Knowledge for Development: A Machine Learning Approach
The wealth of development data has not been mined or analyzed at scale, limiting our understanding of whether or not investments are achieving competitive results on the ground. However, recent advances in machine learning enable the aggregation of findings from millions of research documents, project evaluations and other key sources, thereby unlocking incredible insights into what works in international development.

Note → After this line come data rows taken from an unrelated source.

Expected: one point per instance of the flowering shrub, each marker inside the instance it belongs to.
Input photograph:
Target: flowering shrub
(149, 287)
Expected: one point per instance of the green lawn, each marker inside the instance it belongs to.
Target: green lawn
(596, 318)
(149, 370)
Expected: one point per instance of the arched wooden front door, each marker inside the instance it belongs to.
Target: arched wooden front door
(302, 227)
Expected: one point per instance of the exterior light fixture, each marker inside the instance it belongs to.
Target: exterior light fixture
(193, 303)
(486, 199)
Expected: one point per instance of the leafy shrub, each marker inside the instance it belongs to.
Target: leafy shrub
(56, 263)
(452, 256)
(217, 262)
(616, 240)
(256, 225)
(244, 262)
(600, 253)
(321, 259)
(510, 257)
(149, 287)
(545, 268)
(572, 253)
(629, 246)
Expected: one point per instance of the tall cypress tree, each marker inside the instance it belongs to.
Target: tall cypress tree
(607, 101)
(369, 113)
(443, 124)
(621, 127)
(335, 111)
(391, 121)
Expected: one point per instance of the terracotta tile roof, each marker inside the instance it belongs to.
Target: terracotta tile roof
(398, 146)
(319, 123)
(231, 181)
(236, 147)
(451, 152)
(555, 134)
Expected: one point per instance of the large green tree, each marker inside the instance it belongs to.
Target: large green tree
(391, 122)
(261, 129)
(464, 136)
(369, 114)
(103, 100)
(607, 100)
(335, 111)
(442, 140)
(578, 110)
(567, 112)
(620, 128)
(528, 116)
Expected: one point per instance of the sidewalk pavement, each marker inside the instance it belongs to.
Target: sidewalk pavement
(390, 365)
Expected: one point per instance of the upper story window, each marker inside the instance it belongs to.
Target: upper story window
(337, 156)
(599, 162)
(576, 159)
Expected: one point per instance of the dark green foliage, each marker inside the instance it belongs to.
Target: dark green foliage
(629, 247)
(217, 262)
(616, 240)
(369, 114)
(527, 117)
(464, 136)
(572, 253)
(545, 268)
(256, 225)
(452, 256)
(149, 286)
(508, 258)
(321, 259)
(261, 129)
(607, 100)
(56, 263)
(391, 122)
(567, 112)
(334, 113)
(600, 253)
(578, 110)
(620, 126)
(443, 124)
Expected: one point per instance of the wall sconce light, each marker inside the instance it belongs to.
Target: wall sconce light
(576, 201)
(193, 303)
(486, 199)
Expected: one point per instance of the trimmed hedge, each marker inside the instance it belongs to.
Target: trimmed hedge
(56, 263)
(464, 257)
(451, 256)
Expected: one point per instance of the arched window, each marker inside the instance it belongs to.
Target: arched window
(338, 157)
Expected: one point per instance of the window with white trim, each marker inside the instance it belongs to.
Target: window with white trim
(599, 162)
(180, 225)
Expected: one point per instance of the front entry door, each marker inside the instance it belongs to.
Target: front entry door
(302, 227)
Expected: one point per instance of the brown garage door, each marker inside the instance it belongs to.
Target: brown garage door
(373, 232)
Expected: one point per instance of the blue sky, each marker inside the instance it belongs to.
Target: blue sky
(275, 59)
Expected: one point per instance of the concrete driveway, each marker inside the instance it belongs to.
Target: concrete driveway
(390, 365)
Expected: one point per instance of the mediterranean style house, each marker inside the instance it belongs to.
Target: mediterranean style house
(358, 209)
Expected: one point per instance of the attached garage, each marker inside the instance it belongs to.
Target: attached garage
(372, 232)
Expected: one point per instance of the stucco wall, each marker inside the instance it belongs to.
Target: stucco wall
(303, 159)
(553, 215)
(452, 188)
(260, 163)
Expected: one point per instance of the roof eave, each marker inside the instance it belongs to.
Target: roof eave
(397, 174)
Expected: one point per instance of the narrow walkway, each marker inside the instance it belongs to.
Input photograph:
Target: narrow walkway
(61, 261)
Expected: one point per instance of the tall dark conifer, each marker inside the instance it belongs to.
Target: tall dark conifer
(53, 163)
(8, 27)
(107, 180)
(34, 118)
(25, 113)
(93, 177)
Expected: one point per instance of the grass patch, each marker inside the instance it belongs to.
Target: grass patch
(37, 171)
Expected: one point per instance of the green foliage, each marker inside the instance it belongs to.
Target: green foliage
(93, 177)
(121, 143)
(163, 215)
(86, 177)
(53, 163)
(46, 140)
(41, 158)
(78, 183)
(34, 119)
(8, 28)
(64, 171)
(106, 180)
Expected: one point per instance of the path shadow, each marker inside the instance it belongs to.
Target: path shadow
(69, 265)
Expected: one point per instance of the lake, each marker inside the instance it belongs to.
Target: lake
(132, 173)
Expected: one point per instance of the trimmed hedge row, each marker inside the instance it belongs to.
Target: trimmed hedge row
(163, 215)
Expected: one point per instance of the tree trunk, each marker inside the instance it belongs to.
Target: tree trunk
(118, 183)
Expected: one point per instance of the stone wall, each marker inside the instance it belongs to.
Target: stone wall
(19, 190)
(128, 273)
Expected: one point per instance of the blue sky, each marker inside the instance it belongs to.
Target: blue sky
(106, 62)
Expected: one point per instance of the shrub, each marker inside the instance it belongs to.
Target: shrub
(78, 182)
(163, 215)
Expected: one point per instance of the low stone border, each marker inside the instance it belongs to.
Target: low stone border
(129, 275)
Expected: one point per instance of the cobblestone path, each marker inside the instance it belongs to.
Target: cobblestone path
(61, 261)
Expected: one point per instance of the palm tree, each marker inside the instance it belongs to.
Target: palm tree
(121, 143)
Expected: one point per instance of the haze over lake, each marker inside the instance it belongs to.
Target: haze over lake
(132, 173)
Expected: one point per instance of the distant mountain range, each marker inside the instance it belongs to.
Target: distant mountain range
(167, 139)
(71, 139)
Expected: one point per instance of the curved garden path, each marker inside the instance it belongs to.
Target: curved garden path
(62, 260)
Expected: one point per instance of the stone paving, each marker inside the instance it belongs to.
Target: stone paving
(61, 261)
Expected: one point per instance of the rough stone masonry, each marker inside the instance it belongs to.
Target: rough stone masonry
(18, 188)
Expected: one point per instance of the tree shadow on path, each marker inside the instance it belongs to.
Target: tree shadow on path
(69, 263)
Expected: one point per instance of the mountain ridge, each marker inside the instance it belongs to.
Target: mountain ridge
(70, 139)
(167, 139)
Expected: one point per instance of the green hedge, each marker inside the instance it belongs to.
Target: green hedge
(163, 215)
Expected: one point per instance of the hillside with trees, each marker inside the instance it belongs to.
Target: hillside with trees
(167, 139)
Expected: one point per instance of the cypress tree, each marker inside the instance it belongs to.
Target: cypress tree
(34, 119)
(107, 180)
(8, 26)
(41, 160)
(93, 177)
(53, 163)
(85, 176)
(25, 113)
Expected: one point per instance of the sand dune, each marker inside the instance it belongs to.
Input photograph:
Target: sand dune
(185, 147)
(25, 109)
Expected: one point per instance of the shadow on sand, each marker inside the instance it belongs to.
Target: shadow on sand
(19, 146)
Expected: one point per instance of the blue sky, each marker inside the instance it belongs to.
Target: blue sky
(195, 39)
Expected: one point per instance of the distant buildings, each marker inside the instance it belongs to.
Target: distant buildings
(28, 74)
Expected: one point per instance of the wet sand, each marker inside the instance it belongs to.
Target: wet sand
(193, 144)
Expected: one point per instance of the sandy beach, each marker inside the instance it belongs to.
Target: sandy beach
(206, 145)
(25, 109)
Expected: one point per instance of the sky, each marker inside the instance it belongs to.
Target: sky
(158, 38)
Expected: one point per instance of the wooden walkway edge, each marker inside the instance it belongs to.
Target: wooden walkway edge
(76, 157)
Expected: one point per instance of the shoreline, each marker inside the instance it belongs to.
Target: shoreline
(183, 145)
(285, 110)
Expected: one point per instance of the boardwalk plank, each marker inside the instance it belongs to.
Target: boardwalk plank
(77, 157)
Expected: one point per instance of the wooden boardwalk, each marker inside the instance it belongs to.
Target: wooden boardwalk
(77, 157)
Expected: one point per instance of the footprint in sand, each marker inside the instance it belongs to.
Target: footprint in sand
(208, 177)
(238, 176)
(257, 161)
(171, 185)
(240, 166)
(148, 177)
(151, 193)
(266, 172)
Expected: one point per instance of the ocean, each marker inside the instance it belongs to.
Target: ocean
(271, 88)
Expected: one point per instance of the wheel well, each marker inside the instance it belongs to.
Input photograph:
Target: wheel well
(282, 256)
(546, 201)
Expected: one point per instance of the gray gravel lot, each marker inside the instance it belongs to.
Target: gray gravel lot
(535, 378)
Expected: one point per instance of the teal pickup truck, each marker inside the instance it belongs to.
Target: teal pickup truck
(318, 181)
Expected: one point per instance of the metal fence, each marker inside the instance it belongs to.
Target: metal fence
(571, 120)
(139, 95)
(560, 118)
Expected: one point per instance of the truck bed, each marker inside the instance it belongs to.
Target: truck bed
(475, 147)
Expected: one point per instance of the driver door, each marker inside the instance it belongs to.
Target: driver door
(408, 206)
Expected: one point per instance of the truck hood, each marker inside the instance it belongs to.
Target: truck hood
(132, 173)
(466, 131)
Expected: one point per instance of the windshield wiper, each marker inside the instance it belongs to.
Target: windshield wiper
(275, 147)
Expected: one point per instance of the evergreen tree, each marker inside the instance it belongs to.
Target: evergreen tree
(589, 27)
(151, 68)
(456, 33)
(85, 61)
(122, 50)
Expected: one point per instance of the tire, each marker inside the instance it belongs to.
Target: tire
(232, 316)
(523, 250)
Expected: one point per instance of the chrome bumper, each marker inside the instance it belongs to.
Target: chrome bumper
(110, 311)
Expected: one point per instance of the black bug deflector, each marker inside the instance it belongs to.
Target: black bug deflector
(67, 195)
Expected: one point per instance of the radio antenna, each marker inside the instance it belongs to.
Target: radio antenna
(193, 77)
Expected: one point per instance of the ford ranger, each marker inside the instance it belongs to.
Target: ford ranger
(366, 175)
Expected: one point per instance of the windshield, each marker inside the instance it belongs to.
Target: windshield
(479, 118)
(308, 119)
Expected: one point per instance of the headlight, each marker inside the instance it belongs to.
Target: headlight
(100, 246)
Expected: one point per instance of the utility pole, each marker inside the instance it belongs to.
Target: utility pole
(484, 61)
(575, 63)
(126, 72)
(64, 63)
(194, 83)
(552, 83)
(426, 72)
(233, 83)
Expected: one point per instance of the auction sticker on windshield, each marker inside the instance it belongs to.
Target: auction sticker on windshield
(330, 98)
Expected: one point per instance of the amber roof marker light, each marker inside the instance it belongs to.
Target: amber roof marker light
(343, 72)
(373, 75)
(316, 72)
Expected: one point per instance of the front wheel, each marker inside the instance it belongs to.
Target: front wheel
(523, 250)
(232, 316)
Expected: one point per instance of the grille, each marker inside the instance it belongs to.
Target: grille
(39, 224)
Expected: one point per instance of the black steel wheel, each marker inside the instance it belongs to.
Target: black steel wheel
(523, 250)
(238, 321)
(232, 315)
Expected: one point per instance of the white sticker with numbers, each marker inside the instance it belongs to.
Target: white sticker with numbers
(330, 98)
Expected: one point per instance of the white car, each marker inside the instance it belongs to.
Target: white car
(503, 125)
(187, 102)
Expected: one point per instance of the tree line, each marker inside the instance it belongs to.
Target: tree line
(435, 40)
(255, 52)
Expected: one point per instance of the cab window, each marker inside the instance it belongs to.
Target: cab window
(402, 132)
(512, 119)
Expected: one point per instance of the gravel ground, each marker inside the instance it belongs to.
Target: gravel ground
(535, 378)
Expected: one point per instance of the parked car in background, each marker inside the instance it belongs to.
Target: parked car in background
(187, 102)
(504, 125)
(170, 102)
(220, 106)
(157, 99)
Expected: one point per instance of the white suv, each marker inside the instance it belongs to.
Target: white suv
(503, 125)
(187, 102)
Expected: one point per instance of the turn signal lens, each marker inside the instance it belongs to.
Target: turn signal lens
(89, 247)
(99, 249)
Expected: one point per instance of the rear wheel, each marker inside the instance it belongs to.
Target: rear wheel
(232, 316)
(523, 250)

One foundational insight enabled by machine learning is a better understanding of project design. By “reading” every project evaluation available, semi-supervised machine learning enables the aggregation of an incredible amount of information. One result of such an effort is a map of the trajectory of interventions across time and space, revealing the details of portfolio composition. When analyzed at scale, portfolio composition is revealed as a sort of Rubik’s cube of interventions, which combine in different patterns across time to form the design of different projects and the scaffolding of the portfolio itself. Such clarity around portfolio composition is a prerequisite for establishing what impact, if any, development projects have.
Taking USAID as an example, Figure 1 below maps portfolio trends over 123 countries and 60 years within USAID’s agriculture portfolio. If Organizational Knowledge Theory, which postulates that organizations learn from past experience, is to be believed, then a fall in the popularity of an intervention would indicate that USAID learned from the failure of that intervention at achieving the desired result and implemented the necessary course correction.
To explore the above visualization of USAID Agriculture Portfolio Trends in detail, visit Tableau Public.
For example, the orange line in Figure 2 below tracks the popularity of the “research and development” intervention across 60 years of agriculture projects implemented by USAID. Research and development was a popular intervention up until the 1990s, but then fell dramatically in popularity around 1995. Could this rise in popularity be related to the success of agricultural research and development during the green revolution? If so, why then did it go out of fashion? An alternative explanation could be that, contrary to Organizational Learning Theory, USAID is not learning from past experience but rather intervention implementation is more related to congressional earmarks or other external factors than to learning from past experience. Further research into the causal mechanisms behind the trends is required to understand the full picture.
As stated by Lord Kevin, “When you can measure what you are speaking about and express it in numbers, you know something about it. (Otherwise) your knowledge is meager and unsatisfactory kin; it may be the beginning of knowledge but you have scarcely advanced to the stage of science.” Machine learning gives us this power to speak in numbers by quantifying a vast amount of qualitative information that hitherto could not have been analyzed by manpower alone. Thus, we are now able to better understand trends and forward our understanding, and ultimately our impact, within international development programing.